Answer
(a) $\frac{21}{2}$in
(b) $\frac{3}{4}$in
Work Step by Step
For (a), you just need to simply add all 3 sides of the tool.
So, 6$\frac{7}{8}$in + 1$\frac{3}{8}$in + 2$\frac{1}{4}$in.
To add mixed numbers, we can separate the mixed number like so: 6 +$\frac{7}{8}$ + 1 + $\frac{3}{8}$ + 2 + $\frac{1}{4}$
Using the maximum common divisor, which in this case is 8, we just add all three fractions and add the 3 whole numbers.

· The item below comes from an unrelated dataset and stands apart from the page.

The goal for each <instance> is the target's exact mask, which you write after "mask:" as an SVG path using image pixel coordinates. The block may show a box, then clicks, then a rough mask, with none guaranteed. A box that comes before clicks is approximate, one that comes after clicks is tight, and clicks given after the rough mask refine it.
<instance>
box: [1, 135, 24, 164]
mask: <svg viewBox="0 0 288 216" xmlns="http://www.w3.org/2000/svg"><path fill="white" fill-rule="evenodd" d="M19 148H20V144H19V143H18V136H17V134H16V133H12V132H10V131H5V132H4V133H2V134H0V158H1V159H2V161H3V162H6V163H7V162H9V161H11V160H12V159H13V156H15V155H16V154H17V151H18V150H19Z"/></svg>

=> 9 + $ \frac{7+3+2(1)}{8}$ = 9 + $\frac{12}{8}$
Adding the whole number and the new fraction, we get
= $\frac{21}{2}$in, and this is the length of the tool.
For (b), to find the diameter A, we just need to subtract the two $\frac{7}{16}$in-sections from the total diameter of the tool, which is 1$\frac{5}{8}$in.
So, A = 1$\frac{5}{8}$in - $\frac{7}{16}$in - $\frac{7}{16}$in. Using the same procedure as in (a), we get
=> A = $\frac{3}{4}$in